Trainwreck: SFV Acid
- Words: Steve Kerr
Zane Reynolds' records as SFV Acid have painted the picture of a kind of homebody, like an Angeleno version of the prototypical Rephlex artist, someone who's content to spend his days jamming out at home. Reynolds hasn't released on that legendary label, but his prolific output contains a lot of its signatures, including winding acid lines, warm, bleary melodies, and tumbling drums. The Dwell, his latest LP, was recently released on UNO, and is mostly business as usual, though its amount of variety hints at some growth. The producer seems content to quietly do his thing in the live setting as well. "I've never had anything dramatic or funny happen during a show," he says. "I've dealt with people before and after shows, [about] money... those are stories that every artist needs to know—like being promised 80 bucks by a venue, and not ever getting it, and then finally seeing the owner of the venue on the street, and [getting] him to give the money to you there—that's just the story that I live with every day." Digging for inspiration can be as vital a part of the artistic process as actually playing the music, however. In this edition of Trainwreck, Reynolds recounts a record hunting expedition gone violently wrong.

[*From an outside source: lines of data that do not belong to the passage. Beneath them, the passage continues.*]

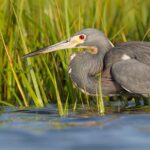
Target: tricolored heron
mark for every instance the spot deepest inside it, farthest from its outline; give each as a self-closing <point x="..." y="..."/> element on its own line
<point x="125" y="67"/>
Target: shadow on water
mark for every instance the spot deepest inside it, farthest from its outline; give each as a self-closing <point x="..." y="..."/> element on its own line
<point x="38" y="128"/>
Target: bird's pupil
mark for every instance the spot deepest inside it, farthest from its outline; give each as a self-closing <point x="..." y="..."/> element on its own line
<point x="81" y="37"/>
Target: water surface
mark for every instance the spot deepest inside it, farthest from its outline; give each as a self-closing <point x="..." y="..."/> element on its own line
<point x="35" y="129"/>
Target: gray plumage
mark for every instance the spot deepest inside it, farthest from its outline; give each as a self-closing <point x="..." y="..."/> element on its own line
<point x="123" y="68"/>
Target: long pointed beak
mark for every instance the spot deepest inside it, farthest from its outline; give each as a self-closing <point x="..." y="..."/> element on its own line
<point x="59" y="46"/>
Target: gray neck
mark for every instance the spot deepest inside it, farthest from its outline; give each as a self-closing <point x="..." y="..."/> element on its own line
<point x="85" y="67"/>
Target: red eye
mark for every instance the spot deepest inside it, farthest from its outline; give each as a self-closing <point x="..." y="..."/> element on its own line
<point x="82" y="37"/>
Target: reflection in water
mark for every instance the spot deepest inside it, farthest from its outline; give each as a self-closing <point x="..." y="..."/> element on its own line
<point x="83" y="129"/>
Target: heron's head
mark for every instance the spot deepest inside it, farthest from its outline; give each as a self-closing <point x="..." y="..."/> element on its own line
<point x="85" y="38"/>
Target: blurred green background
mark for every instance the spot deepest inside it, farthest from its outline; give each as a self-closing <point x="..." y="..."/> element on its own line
<point x="27" y="25"/>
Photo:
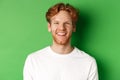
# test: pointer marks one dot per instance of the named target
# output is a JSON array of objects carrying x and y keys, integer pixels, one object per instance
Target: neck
[{"x": 62, "y": 49}]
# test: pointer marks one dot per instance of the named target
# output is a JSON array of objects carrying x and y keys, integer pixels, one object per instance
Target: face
[{"x": 61, "y": 27}]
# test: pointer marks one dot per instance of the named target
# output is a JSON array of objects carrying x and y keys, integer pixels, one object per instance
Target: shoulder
[
  {"x": 39, "y": 53},
  {"x": 85, "y": 56}
]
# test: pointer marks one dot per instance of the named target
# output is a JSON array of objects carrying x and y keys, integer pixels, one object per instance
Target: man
[{"x": 60, "y": 61}]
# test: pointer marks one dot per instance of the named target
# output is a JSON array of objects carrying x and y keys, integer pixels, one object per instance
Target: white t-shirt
[{"x": 48, "y": 65}]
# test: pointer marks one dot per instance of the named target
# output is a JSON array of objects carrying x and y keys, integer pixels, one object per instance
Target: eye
[{"x": 56, "y": 23}]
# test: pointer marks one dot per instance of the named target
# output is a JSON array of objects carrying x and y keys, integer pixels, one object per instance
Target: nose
[{"x": 62, "y": 27}]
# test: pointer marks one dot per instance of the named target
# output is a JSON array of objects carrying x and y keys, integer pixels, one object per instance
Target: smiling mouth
[{"x": 61, "y": 33}]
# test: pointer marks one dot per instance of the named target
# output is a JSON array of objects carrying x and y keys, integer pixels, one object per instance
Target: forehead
[{"x": 62, "y": 16}]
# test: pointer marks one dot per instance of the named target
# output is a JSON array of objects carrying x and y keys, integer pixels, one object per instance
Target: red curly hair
[{"x": 61, "y": 6}]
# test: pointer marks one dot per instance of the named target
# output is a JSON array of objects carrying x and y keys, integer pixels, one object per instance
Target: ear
[
  {"x": 74, "y": 28},
  {"x": 49, "y": 27}
]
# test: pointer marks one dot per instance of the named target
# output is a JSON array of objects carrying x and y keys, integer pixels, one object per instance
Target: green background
[{"x": 23, "y": 30}]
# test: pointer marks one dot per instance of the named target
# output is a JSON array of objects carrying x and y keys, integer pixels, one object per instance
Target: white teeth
[{"x": 61, "y": 34}]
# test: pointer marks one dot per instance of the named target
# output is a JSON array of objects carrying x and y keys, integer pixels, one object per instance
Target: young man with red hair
[{"x": 60, "y": 61}]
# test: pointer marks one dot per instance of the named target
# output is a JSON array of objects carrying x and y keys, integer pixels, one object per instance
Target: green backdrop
[{"x": 23, "y": 30}]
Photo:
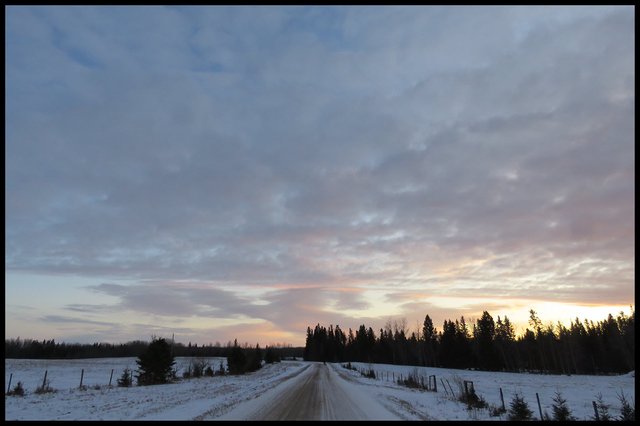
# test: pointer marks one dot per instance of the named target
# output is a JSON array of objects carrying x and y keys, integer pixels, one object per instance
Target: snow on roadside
[
  {"x": 578, "y": 390},
  {"x": 202, "y": 398},
  {"x": 209, "y": 398}
]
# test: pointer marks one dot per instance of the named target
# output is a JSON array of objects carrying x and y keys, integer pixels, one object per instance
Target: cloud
[{"x": 465, "y": 150}]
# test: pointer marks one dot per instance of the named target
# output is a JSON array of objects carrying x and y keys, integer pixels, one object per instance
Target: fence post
[
  {"x": 450, "y": 388},
  {"x": 539, "y": 406},
  {"x": 444, "y": 387}
]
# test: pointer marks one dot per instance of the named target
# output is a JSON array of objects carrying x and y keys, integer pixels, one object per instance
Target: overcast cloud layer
[{"x": 283, "y": 166}]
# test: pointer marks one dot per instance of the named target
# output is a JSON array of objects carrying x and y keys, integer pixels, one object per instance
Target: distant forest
[
  {"x": 50, "y": 349},
  {"x": 606, "y": 347}
]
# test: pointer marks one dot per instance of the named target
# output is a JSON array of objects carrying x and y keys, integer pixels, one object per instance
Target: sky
[{"x": 245, "y": 172}]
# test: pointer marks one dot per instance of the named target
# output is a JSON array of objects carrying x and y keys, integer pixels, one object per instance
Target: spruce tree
[
  {"x": 155, "y": 365},
  {"x": 519, "y": 409},
  {"x": 560, "y": 410},
  {"x": 603, "y": 409},
  {"x": 627, "y": 412},
  {"x": 125, "y": 378}
]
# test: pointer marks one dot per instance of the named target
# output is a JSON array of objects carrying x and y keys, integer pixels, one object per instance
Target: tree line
[
  {"x": 50, "y": 349},
  {"x": 584, "y": 347}
]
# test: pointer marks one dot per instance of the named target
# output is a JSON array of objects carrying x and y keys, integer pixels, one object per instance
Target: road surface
[{"x": 317, "y": 393}]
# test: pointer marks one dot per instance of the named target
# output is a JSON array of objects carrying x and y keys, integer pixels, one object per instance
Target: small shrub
[
  {"x": 560, "y": 410},
  {"x": 468, "y": 396},
  {"x": 125, "y": 379},
  {"x": 519, "y": 409},
  {"x": 603, "y": 409},
  {"x": 369, "y": 373},
  {"x": 627, "y": 412},
  {"x": 495, "y": 411},
  {"x": 271, "y": 356},
  {"x": 18, "y": 390},
  {"x": 220, "y": 371},
  {"x": 198, "y": 366},
  {"x": 45, "y": 388},
  {"x": 412, "y": 380},
  {"x": 348, "y": 366}
]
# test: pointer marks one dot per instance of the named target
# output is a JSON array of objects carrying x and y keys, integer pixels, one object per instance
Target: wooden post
[
  {"x": 539, "y": 406},
  {"x": 450, "y": 388}
]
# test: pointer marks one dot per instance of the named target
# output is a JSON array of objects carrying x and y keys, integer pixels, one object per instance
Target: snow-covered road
[{"x": 318, "y": 392}]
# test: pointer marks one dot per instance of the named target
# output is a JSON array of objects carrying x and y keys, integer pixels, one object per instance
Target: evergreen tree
[
  {"x": 125, "y": 378},
  {"x": 156, "y": 363},
  {"x": 236, "y": 360},
  {"x": 627, "y": 412},
  {"x": 603, "y": 409},
  {"x": 560, "y": 410}
]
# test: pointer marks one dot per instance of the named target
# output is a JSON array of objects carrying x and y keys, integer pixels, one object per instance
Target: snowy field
[
  {"x": 578, "y": 390},
  {"x": 209, "y": 398}
]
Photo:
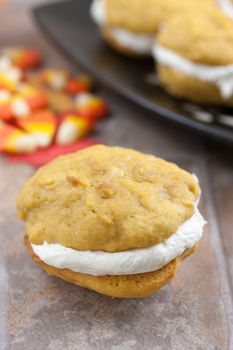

My friends are crazy, avid record collectors, and they're constantly on Craigslist. They were looking for records on Craigslist, and they came upon this listing for record vendors at a bar in North Hollywood. And it said come with your records, trade records, trade records for beer. And so we ended up going, and it was one guy with a table full of records. We knew who he was—he was this guy that works at a record store called Second Spin that's on Ventura Boulevard, and we were all kind of like, "we already know what this dude has." We hung out there for a while, and we started drinking. We referred to the ad that said you could trade beer for vinyl, and I had a stack of my own vinyl. We wanted to trade some vinyl for beer, but the bartenders wouldn't have it, and we were trying to explain it was in the ad. We just kept on drinking more and more throughout the night. My friend started to make the bartender super pissed off because he was kind of getting in their faces about the deal. I was really drunk, I'm not sure what happened in a lot of the moments that we were there, [but] we were just being brash. My friend had opened up this large tab and he didn't tip the bartender—he wrote some kind of cruel note [instead]. I'm not sure what he wrote, he might have wrote "world peace" on the check. Both the bartenders came back from behind the bar and started yelling at us, and they were trying to kick us out. And as they were kicking us out I was throwing my New West Coast vinyl at them, and I hit one of the bartenders in the face. Once we were outside, some guy came up from behind the bartender and said, "don't mess with my friend," and he tackled me. I hit my head on the ground and I kind of freaked out. And then, not knowing who tackled me, I got up and I slapped the bartender in the face. His glasses flew off and I ran away, and then my friends picked me up down the street.